Bus preferential measures (BPM)
Why bus preferential measures?
Bus preferential measures (BPM) consist of installations on the road system that ensure priority is given to public transit, thereby improving the reliability and on-time delivery of service, and increasing public transportation’s attractiveness and modal share.
Such measures make it possible to provide faster, more regular and timely service, while giving public transit a competitive edge over cars. They result in shorter travel times for passengers, a lesser environmental impact thanks to fewer GHG emissions, and lower deployment costs.
27 reserved lanes exclusively for buses and taxis (at December 31, 2013)
They allow buses and taxis to operate on an exclusive roadway, thus avoiding traffic congestion, while offering significant advantages in terms of reliability, timeliness and comfort for passengers.
They feature ground markings, separate signage (either lane-side or overhead) and are operational during rush hour, off-peak periods or 24 hours a day.
Queue bypass lanes
With road markings and special signage, queue bypass lanes enable buses to avoid traffic as they approach certain intersections.
« Candlestick » priority traffic signals
When the vertical white light appears on traffic signals, buses are given priority and a head start over motorists.

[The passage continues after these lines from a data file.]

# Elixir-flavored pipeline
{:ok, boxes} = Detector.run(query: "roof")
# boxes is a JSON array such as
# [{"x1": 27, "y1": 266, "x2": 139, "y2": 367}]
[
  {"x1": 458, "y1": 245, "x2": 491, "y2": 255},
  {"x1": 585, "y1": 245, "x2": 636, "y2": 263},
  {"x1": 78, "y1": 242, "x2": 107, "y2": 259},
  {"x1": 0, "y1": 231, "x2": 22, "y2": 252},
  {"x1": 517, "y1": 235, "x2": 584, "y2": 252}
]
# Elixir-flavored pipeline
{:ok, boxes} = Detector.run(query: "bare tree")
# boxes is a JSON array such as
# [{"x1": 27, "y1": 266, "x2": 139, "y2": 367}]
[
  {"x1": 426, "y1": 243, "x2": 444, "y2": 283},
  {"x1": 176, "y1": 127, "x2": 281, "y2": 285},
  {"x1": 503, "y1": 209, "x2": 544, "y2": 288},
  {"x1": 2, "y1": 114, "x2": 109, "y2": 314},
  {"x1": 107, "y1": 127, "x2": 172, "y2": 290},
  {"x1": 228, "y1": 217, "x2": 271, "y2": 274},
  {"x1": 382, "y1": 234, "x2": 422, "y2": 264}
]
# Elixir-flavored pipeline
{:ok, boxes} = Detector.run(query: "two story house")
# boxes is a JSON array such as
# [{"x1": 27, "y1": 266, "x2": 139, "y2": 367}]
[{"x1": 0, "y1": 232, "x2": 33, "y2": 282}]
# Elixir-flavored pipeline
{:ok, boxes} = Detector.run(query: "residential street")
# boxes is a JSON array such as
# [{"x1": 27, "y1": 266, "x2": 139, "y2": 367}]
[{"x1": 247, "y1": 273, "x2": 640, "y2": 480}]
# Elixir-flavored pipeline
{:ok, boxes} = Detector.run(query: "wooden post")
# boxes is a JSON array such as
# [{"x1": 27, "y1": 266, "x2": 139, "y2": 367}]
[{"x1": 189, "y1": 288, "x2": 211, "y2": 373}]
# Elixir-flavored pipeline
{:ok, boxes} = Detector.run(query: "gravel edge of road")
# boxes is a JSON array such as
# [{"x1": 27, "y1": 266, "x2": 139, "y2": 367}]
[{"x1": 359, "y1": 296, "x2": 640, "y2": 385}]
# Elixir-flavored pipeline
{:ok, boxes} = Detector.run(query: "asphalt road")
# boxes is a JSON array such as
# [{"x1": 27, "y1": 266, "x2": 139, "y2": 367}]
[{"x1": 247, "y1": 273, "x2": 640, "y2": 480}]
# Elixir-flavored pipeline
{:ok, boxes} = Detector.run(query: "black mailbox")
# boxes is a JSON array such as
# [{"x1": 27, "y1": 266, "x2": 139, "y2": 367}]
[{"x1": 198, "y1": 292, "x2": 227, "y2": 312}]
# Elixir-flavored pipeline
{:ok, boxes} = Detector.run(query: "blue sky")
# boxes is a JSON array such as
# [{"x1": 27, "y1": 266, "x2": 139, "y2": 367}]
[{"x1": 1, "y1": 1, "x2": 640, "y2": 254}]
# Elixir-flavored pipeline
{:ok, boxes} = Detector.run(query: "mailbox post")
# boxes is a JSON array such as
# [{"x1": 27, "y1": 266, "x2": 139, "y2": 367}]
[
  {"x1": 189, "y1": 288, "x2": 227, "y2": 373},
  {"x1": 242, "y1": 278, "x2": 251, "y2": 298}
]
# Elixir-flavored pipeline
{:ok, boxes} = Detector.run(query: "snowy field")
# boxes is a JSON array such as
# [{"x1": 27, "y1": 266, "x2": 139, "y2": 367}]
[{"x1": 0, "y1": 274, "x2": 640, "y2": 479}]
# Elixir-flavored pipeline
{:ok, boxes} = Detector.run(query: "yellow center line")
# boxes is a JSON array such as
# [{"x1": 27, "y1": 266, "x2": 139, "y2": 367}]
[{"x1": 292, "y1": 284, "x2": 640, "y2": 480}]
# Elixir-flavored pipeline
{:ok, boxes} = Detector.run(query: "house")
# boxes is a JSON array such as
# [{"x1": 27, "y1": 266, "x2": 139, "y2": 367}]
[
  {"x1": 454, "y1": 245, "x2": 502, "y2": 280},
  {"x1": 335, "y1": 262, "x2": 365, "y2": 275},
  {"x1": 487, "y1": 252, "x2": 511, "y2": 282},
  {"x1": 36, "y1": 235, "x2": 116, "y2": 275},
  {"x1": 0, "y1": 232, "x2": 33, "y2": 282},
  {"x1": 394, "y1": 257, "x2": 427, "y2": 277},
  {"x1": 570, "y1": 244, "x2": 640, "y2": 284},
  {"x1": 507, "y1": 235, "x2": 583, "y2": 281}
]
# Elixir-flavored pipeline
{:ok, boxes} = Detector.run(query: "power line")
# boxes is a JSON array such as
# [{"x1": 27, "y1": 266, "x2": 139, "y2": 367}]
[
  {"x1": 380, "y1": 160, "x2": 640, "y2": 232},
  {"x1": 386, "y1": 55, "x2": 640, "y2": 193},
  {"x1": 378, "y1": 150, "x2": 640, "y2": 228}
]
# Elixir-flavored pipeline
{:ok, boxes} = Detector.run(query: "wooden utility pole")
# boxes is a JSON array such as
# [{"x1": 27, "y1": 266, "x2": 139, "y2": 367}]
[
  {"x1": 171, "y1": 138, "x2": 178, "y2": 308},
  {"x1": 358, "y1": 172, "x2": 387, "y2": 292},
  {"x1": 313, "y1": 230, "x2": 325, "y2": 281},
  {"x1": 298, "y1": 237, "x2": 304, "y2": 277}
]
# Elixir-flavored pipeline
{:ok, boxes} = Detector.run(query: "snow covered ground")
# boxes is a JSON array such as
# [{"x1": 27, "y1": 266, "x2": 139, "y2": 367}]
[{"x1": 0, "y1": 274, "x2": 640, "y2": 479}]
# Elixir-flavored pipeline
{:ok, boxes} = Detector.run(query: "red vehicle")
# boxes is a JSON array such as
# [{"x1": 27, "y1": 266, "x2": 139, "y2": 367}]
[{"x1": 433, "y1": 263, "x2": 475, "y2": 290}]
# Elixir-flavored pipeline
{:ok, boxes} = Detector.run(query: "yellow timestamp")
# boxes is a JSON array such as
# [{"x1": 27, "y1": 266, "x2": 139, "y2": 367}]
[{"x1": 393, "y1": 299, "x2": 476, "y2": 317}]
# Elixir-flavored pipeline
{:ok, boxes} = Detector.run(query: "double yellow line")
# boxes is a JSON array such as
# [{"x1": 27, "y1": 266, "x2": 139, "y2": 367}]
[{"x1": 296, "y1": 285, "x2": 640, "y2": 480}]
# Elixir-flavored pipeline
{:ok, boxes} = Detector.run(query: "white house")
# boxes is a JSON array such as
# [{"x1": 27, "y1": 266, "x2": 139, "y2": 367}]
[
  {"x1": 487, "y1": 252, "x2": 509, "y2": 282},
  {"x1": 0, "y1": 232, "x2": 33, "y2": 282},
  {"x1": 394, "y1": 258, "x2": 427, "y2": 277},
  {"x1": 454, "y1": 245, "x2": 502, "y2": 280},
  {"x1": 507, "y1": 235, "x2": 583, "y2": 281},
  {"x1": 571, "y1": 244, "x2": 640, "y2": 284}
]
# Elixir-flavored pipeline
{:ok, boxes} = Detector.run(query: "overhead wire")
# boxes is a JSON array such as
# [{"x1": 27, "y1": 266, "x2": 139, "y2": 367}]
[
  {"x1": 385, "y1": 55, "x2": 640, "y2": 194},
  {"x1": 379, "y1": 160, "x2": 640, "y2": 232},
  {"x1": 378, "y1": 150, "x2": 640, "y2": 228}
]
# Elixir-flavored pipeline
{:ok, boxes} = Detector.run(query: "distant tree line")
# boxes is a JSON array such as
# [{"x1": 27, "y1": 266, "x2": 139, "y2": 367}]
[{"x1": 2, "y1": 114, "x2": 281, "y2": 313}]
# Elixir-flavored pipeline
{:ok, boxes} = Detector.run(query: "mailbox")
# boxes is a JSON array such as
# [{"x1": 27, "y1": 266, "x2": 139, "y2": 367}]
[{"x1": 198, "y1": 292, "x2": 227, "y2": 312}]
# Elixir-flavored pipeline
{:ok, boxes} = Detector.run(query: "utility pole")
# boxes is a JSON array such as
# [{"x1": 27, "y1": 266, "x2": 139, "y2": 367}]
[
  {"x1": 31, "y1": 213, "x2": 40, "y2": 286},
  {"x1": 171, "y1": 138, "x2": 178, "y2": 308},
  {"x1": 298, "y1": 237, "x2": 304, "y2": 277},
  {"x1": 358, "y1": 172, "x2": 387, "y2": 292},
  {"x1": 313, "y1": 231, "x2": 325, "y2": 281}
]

- Priority departure for buses at intersections
- 4- to 5-second head start
- In the direction of heaviest ridership
Active priority traffic lights
Buses request priority from traffic signals as they approach an intersection. Either the green light or white priority signal is extended, allowing the bus to drive through and avoid stopping for a red light.
Example: Boulevard Saint-Michel reserved lane
- 40,000 passenger rides a day on the 67 and 467 bus lines
- 15 to 20% shorter travel times, or 6 to 8 minutes
- On-time bus performance: 94.6 %
- 45 tons of avoided GHG emissions
Opinions expressed by passengers about the Boulevard Saint-Michel reserved lane
95% of customers believe bus preferential measures are useful and improve their ride
91% feel that bus schedules are complied with and investments are worthwhile
82% notice shorter travel times and 81% want reserved lanes for all bus service
And 73% enjoy greater comfort
Source: STM passenger survey - 2010
New reserved lanes on Viau
Two new reserved lane segments are in service
- between De Viterbe and Saint-Zotique
- between Rosemont and Pierre-De Coubertin
Southbound: 6:30 a.m. to 9:30 a.m.
Northbound: 3:30 p.m. to 6:30 p.m.
Automobile traffic and parking are not permitted in the reserved lanes when in service
PILOT PROJECT - bus-bike-taxi reserved lane between Rosemont and Pierre-De Coubertin
Montréal is well known for its citizens’ interest in alternative methods of transportation including buses and bikes. This pilot project allowing for the cohabitation of these two forms of transportation.
Viau reserved lane offers several benefits:
- Trips that are more efficient
- Service that is more regular and more punctual
- Lower greenhouse gas emissions in your sector
- A safe and comfortable layout for the movement of buses and bikes
It’s a first!
This is the first test of cohabitation between buses and bikes in a reserved lane. We will conduct assessments and,depending on the results, this type of reserved lane could be implemented elsewhere in Montréal.
Advantages of the reserved lane
- More efficiency way to travel
- More regular and on-time delivery of service
- Fewer greenhouse gases on these lines
Hours of service
- Eastbound : between Elmhurst and Girouard, from 6:30 to 9:30 a.m.
- Westbound : between Addington and West Broadway, from 3:30 to 6:30 p.m.
On-steet parking is permitted on opposite side of reserved lane during operation hours.
This reserved lane for buses and taxis is a joint initiative by the city of Montréal and Transports Québec.